I say get rid of his ass. One thing that I've learned is that you can't trust a crack head. they will do anything to get the drug. They have no shame after a while. They will lie, steal, cheat, and hurt anyone who gets in their way with no remorse. I know you probably feel bad for him, but you can't save someone that doesn't want to be saved. Its really hard for people to get off of drugs like crack and I've seen people addicted to the shit for decades. I've seen people lose literally everything over it. They will stoop to the lowest of levels for crack. It aint worth it man. Wash your hands of this situation before you get screwed over. Don't wait until you come home and some of your stuff is missing because he sold it and skipped out on you. Refer him to a rehab or something.


----------



## Niccolo Machiavelli (Aug 7, 2011)

Ace Face said:


> I have a few questions. I'll give you the story first. I've taken in a friend of a friend so I can get him off the street. He told me up front that he's a recovering crack addict. I told him that if he ever brought drugs into this house, that he would no longer be welcome here. Yesterday, I found an aluminum pipe with black resin :S I also found some rocks. *He's trying to tell me that the aluminum pipe was for tobacco.* I saw no tobacco, and I don't think there would be black resin if it were. I could be wrong--please, tell me if I am. As far as the rocks... is there anything I can do to tell if it's actually what I think it is? I want to be as careful as possible in figuring this out. Unfortunately, this is an area in which I'm not very educated. If anyone has had any experience with crack rocks, could you please share your wisdom with me? I'm feeling a little stuck here, and I want to make the right decision.
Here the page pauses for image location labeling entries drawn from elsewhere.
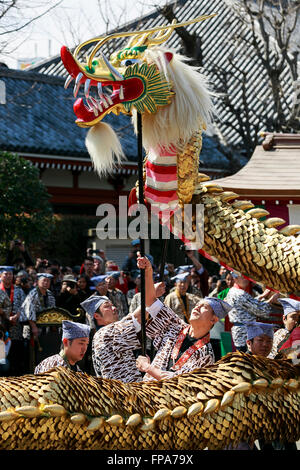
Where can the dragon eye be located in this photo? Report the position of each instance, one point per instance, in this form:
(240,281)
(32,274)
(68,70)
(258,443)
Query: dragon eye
(128,62)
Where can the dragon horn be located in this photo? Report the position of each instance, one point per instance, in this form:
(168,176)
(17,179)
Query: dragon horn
(102,40)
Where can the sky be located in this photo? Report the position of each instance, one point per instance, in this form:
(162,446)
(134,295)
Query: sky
(72,22)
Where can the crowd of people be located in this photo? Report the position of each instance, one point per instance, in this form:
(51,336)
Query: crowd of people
(29,287)
(188,312)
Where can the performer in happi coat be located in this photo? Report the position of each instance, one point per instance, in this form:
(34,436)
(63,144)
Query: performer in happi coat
(75,339)
(179,300)
(245,309)
(291,318)
(181,347)
(114,342)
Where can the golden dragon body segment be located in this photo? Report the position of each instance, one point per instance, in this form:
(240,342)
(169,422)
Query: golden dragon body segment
(240,398)
(243,242)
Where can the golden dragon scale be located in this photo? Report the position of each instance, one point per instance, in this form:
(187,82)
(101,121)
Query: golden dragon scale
(240,398)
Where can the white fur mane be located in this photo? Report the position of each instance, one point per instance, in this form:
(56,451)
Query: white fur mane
(190,108)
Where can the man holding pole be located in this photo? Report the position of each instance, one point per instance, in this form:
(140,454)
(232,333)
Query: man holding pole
(181,347)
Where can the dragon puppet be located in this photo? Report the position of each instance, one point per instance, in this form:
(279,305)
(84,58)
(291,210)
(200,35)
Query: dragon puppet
(176,105)
(239,398)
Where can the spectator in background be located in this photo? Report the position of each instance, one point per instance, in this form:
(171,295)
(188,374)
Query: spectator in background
(83,285)
(14,328)
(212,282)
(68,297)
(136,277)
(291,319)
(201,271)
(220,286)
(180,300)
(5,344)
(100,284)
(23,258)
(115,295)
(5,303)
(39,298)
(56,283)
(130,263)
(245,309)
(88,266)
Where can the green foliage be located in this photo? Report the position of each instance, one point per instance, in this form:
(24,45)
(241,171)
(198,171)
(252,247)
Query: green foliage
(25,210)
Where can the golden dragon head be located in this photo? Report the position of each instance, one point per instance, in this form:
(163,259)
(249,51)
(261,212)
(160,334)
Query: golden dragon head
(125,80)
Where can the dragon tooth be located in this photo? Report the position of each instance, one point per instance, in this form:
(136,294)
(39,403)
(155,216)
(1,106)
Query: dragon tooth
(134,420)
(112,69)
(108,98)
(77,84)
(69,79)
(211,405)
(178,412)
(195,409)
(87,86)
(95,424)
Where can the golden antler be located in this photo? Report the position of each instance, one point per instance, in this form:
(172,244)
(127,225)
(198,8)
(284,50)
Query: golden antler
(165,34)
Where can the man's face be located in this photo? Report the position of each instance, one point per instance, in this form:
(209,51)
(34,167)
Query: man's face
(88,266)
(7,277)
(204,313)
(44,282)
(101,288)
(260,345)
(108,314)
(76,349)
(111,282)
(182,287)
(291,320)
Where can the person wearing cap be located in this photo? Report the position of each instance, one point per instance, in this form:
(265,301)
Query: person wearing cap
(114,342)
(259,338)
(68,297)
(116,296)
(38,299)
(181,347)
(290,319)
(245,309)
(75,340)
(179,299)
(130,263)
(5,297)
(15,330)
(99,284)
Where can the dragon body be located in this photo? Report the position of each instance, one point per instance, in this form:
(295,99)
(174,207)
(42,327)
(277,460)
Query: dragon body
(175,104)
(239,398)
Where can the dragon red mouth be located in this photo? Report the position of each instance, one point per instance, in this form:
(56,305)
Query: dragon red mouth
(109,93)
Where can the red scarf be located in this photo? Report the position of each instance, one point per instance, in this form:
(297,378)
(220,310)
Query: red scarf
(190,351)
(12,288)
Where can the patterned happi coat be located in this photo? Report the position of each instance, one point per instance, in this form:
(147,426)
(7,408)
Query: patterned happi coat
(245,309)
(112,351)
(175,303)
(164,327)
(34,303)
(58,360)
(16,331)
(280,337)
(5,305)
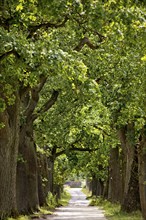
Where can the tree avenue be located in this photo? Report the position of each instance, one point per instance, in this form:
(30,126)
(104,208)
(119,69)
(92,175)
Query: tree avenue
(72,97)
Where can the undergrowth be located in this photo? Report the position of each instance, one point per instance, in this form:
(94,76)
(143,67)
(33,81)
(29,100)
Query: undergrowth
(51,204)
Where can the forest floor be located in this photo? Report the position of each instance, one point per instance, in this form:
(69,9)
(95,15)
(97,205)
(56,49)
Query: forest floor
(78,208)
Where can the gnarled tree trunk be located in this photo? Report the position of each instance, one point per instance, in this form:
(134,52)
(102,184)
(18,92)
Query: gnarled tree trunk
(115,181)
(9,139)
(131,201)
(43,178)
(142,172)
(27,174)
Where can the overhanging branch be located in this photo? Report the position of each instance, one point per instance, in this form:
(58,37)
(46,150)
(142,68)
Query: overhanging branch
(33,29)
(85,41)
(49,103)
(3,56)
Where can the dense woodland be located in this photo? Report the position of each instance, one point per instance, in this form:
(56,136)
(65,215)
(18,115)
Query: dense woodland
(72,100)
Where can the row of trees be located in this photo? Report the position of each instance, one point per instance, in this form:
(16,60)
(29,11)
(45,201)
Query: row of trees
(72,79)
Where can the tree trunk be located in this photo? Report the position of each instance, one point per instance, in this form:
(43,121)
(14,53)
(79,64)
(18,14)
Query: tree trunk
(27,176)
(131,200)
(9,139)
(43,178)
(142,173)
(115,193)
(51,172)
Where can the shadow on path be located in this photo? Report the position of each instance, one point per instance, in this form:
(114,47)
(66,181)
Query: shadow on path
(77,209)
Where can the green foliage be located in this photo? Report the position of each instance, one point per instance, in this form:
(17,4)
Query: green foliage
(65,197)
(51,201)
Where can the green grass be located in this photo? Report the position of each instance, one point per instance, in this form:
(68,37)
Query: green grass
(86,192)
(65,197)
(113,211)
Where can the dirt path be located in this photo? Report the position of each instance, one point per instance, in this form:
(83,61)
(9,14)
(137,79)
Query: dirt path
(77,209)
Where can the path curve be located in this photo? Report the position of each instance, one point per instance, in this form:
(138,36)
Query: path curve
(77,209)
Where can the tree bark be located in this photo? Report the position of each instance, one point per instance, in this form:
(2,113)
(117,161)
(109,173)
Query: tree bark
(43,179)
(51,172)
(142,172)
(9,139)
(27,174)
(131,200)
(115,193)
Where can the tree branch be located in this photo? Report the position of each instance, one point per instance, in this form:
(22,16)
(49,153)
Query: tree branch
(86,41)
(33,29)
(9,53)
(47,105)
(34,98)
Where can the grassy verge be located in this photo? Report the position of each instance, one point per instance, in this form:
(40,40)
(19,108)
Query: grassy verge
(48,209)
(113,211)
(65,197)
(86,192)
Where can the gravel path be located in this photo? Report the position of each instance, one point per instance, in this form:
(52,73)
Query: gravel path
(77,209)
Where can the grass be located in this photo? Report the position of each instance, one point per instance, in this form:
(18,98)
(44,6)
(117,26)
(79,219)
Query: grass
(48,209)
(65,197)
(113,211)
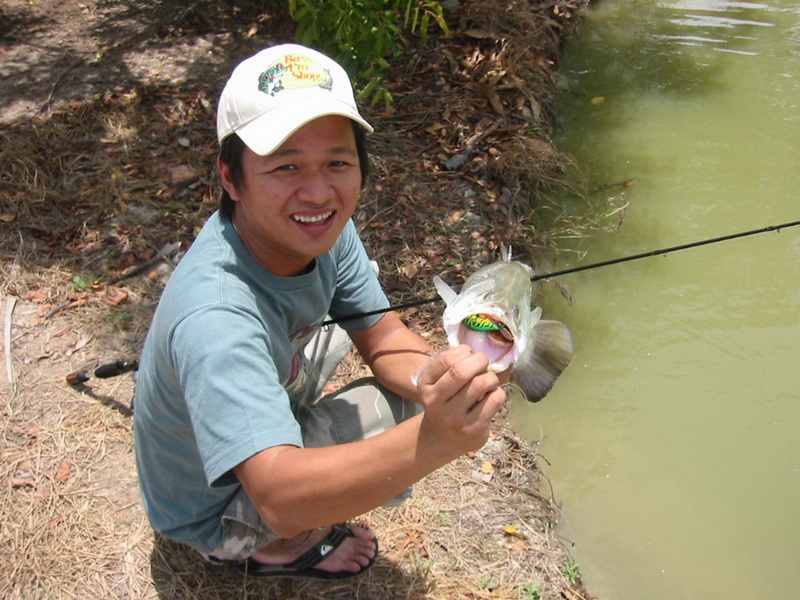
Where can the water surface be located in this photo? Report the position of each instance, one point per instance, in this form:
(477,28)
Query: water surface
(674,437)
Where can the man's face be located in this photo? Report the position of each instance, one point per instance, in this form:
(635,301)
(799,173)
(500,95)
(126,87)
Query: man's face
(293,204)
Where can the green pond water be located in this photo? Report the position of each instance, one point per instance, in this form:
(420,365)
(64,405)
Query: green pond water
(672,441)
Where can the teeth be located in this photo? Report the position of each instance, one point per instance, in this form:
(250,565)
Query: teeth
(316,219)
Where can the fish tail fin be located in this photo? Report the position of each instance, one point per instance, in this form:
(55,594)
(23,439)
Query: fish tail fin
(447,293)
(552,350)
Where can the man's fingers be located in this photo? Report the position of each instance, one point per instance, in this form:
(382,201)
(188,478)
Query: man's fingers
(449,364)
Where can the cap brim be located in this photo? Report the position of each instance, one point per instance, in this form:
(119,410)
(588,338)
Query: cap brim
(265,134)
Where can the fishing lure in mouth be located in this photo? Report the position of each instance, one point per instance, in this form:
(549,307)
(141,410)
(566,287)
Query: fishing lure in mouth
(485,323)
(494,314)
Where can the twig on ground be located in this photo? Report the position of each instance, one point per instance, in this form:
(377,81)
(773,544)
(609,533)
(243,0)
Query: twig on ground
(11,301)
(163,254)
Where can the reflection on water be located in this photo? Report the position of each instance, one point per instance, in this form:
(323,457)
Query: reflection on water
(673,437)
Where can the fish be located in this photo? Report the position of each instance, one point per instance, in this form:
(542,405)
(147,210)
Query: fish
(493,313)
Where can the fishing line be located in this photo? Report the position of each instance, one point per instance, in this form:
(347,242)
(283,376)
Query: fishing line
(119,367)
(605,263)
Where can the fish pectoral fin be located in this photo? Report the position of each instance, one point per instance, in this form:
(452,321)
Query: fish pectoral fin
(552,350)
(447,293)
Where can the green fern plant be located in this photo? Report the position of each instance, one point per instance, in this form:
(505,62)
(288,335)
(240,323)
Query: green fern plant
(363,34)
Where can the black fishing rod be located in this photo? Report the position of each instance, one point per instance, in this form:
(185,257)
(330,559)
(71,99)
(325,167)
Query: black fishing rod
(605,263)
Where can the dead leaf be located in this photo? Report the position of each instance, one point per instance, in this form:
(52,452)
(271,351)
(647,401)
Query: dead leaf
(512,531)
(78,345)
(20,482)
(114,296)
(182,174)
(410,271)
(63,472)
(35,296)
(481,34)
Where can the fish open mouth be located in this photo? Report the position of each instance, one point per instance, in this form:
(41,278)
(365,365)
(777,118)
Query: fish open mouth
(484,333)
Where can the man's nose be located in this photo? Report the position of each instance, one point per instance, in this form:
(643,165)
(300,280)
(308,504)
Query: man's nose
(316,187)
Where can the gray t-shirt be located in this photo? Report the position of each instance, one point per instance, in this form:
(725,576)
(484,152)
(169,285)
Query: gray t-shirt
(223,366)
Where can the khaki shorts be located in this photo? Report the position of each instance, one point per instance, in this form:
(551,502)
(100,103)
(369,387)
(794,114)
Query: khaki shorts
(358,411)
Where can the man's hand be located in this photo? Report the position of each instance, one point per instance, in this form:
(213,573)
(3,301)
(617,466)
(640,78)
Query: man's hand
(460,398)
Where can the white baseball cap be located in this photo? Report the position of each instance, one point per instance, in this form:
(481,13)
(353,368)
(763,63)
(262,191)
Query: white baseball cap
(274,93)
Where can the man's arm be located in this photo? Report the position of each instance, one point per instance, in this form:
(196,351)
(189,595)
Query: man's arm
(298,489)
(394,353)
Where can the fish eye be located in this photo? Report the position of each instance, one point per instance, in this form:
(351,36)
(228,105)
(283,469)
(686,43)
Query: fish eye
(505,332)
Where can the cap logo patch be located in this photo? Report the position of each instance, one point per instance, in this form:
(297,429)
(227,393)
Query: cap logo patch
(294,71)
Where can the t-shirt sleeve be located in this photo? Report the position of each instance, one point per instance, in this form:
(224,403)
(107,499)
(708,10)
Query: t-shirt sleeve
(232,389)
(358,289)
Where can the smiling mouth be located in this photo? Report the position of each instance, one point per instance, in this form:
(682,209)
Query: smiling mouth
(312,220)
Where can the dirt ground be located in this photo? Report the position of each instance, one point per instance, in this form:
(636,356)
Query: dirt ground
(107,123)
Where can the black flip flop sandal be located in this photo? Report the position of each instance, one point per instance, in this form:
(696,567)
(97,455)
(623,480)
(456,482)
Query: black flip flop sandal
(304,566)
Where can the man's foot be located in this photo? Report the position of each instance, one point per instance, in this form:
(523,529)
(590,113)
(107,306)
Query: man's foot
(334,552)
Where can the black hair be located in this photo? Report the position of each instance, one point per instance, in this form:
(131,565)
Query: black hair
(232,149)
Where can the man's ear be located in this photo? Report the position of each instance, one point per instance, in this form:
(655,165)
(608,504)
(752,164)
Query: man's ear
(225,179)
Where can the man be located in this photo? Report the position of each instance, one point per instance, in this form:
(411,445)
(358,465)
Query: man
(234,457)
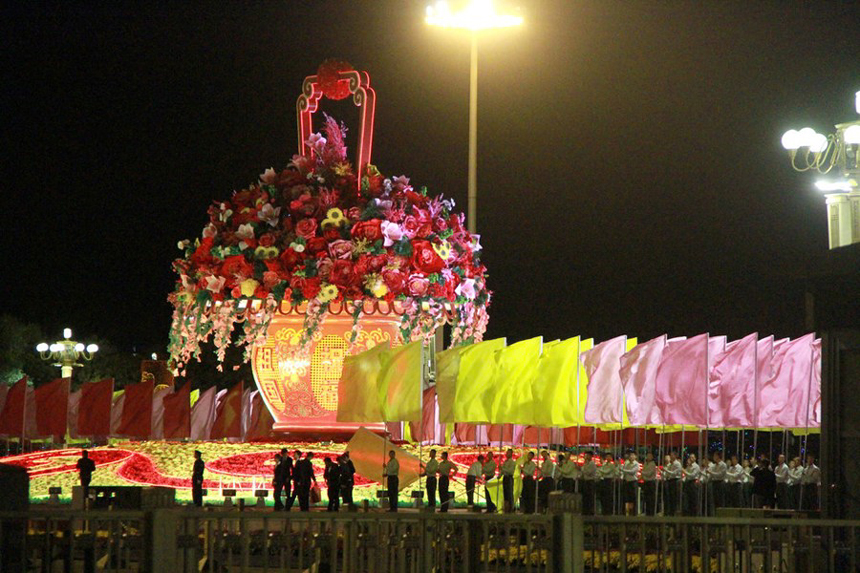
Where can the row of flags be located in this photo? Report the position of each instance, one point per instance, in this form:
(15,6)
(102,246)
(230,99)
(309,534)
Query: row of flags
(668,383)
(141,411)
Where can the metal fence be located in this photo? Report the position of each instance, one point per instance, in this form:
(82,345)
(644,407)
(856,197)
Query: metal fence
(189,540)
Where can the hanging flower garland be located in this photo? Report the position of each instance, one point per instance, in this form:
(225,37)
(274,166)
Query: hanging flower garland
(310,235)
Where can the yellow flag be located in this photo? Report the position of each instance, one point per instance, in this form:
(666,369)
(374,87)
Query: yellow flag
(358,389)
(401,382)
(474,391)
(516,368)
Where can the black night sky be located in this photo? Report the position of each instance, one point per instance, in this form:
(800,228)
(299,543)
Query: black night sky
(631,178)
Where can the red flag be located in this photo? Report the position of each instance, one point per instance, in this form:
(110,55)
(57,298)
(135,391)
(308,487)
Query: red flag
(137,411)
(94,408)
(228,419)
(177,413)
(12,418)
(52,408)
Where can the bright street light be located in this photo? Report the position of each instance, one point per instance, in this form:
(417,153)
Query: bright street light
(474,16)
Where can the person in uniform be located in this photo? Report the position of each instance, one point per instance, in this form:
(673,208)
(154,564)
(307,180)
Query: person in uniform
(588,482)
(734,483)
(391,471)
(547,480)
(649,484)
(278,482)
(196,478)
(630,476)
(472,476)
(507,470)
(781,472)
(608,473)
(717,480)
(86,467)
(430,470)
(489,472)
(446,469)
(795,474)
(672,473)
(691,474)
(809,483)
(569,474)
(529,493)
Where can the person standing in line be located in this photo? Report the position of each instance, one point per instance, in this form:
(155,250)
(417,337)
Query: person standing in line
(294,465)
(691,474)
(332,480)
(472,476)
(529,493)
(810,481)
(489,471)
(795,474)
(86,467)
(446,469)
(781,472)
(588,482)
(278,482)
(430,470)
(717,480)
(607,472)
(734,485)
(347,479)
(672,474)
(649,484)
(547,481)
(630,476)
(196,478)
(391,471)
(507,470)
(569,474)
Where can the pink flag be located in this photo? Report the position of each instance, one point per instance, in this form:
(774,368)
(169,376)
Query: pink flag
(784,397)
(681,382)
(638,369)
(732,385)
(601,364)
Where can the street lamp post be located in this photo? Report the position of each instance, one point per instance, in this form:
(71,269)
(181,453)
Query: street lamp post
(812,151)
(66,353)
(475,16)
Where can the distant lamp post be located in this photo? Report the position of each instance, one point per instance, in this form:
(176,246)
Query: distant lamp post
(474,16)
(813,151)
(66,353)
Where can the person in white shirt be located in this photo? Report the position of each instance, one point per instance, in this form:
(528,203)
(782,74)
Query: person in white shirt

That part literally made me laugh out loud! :laughing: Protip: Nobody smokes tobacco out of an aluminum pipe. Hell, hardly anybody left that smokes tobacco out of pipes period. :laughing:

If I were you, I'd get the junkie out of my house *ASAP*! Crackheads aren't known for their honesty, they are known for doing ANYTHING it takes to get their next fix. If that means stealing all of their elderly grandmother's belongings and selling them, they'll do it. If he gets desperate, he will steal all your stuff and sell it to buy more crack. Nothing personal, but the addiction will certainly lead to it. I've seen junkies rob their families blind, prostitute their girlfriends, prostitute themselves, rob gas stations without taking any measure to keep themselves from getting caught, etc. In a nutshell, they are VERY desperate people and you definitely don't one want living in your house. Especially if it is just a "friend of a friend."


----------



## Ace Face (Nov 13, 2011)

@Promethea please close this thread.


----------